I keep hearing about gluten free this and gluten free that. And when I saw it mentioned in a newspaper comic, I decided to find out what gluten is all about.
What is gluten?
Gluten comes from grains in the subfamily Triticeae, like wheat, rye and barley. In these grains, two proteins that sound like elves from Lord of the Rings, glutenin and gliadin, form the matrix that is gluten when flour is mixed with water to make dough. In grain seeds, glutenin and gliadin form most of the endosperm, which helps the growing grain embryo get big and strong.
What are its properties?
In baking, the big, loosely coiled molecule of glutenin gives dough strength and elasticity, while the smaller, tightly coiled spherical molecule of gliadin allows the dough to stretch, allowing bread to form bubbles around the carbon dioxide the yeast in bread gives off. Wheat flour comes with different proportions of the proteins to offer different properties. Flour for making finer pastries has less gluten. Gluten is also used in all kinds of products, such as a thickener in ketchup and in medications and fake meat in vegetarian Chinese cuisine.
So, what's the problem?
For people with celiac disease, a gluten free diet is not a matter of choice. They can’t eat gluten or else their immune system reacts with inflammation, which can lead to problems with the lining of their small intestines and reduce the absorption of various nutrients. Celiac disease is one of the most common chronic diseases in the world. In North America, this might be 1 in every 100–200 people. Another 6% have gluten sensitivity—they react to gluten but without intestinal damage. Having the genes doesn’t necessarily mean problems will develop, so the reaction has to be tested directly. Many go undiagnosed.
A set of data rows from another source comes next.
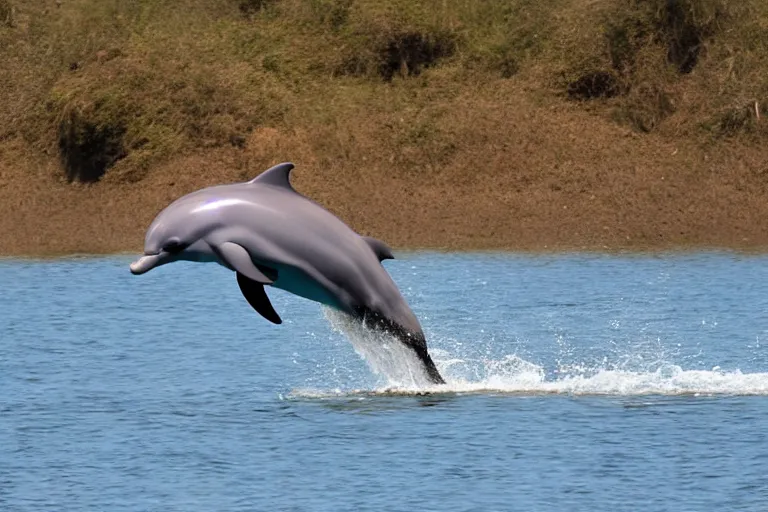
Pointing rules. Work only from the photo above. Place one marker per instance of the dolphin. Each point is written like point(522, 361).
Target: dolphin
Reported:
point(269, 234)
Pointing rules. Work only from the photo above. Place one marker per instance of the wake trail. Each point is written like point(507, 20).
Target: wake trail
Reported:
point(402, 373)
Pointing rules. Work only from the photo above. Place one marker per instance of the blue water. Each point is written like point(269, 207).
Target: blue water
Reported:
point(594, 383)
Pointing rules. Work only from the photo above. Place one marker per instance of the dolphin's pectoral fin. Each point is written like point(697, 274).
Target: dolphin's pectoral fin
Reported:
point(382, 250)
point(237, 258)
point(257, 297)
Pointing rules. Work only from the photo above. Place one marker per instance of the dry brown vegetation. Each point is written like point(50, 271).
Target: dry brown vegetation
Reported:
point(454, 124)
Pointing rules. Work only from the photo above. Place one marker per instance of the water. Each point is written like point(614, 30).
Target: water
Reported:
point(595, 383)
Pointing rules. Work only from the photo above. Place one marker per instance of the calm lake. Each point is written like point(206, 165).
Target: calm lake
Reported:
point(576, 383)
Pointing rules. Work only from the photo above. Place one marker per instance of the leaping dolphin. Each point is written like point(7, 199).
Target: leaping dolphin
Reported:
point(269, 234)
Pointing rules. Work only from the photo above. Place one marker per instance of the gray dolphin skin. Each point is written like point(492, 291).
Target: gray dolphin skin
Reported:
point(269, 234)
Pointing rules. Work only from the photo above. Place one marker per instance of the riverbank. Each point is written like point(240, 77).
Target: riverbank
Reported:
point(511, 126)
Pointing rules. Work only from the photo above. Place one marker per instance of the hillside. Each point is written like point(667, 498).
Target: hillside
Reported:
point(453, 124)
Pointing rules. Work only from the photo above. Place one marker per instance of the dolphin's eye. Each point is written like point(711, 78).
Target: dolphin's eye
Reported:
point(174, 245)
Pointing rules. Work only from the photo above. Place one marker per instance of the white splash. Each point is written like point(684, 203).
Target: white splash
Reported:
point(400, 372)
point(530, 379)
point(387, 357)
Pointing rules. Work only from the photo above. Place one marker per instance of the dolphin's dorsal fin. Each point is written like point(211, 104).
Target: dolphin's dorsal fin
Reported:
point(382, 250)
point(277, 176)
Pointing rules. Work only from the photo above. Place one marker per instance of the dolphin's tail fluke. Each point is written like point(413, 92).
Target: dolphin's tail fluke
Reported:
point(429, 365)
point(415, 341)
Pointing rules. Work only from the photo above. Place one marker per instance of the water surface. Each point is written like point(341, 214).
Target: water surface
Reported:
point(600, 383)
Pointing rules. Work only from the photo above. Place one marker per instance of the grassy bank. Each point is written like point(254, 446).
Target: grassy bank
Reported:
point(454, 123)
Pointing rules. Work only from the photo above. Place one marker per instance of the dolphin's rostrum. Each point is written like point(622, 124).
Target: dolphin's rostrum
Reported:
point(269, 234)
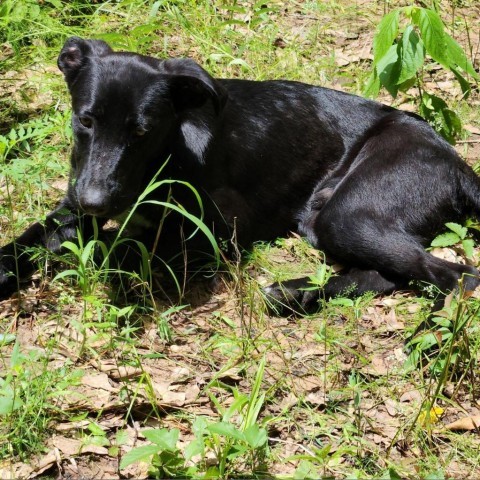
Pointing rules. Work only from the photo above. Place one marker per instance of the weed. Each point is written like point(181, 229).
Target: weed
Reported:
point(399, 67)
point(30, 396)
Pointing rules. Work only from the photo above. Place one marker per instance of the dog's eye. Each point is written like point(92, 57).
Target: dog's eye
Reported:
point(86, 121)
point(140, 131)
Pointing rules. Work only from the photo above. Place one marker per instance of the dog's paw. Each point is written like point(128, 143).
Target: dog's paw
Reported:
point(292, 297)
point(8, 280)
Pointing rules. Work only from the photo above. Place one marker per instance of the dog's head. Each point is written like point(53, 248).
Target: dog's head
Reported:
point(128, 110)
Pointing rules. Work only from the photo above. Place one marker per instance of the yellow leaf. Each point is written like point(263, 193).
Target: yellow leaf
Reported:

The incidence of gluten problems seems to be growing. This may have to do with increased awareness. But some people blame changes to properties of wheat, though the amount of gluten has not changed. Some even blame GMOs, even though GM wheat is not commercially available. Gluten free choices have also been growing lately and this is good for those who cannot digest it. But some of these products never had gluten to start off with, so it seems to be partly a marketing ploy. Some celebrities have been raving about the virtues of a gluten free diet, making people think going gluten free is a healthier choice for everyone (with a personal chef).
Some people lose weight by going gluten free, probably more because this includes cutting out many kinds of junk food that happen to contain gluten. No evidence for benefits of a gluten free diet has been shown for folks able to digest gluten. Mind you, this comes from a prof with ties to the grain industry. Still, going gluten free without medical advice might be a throwing-out-the-baby-with-the-bathwater kind of strategy. Gluten occurs in processed food with excessive sugar, fat, and salt, but also whole grain foods with important nutritional benefits.
So unless you have a medical condition, avoiding gluten does not seem to make sense. But don't believe me—I'm a have-my-cake-and-eat-the-gluten-too sort of person. If you think you might have problems with gluten, see your doctor before going gluten free, so you can be tested under controlled conditions.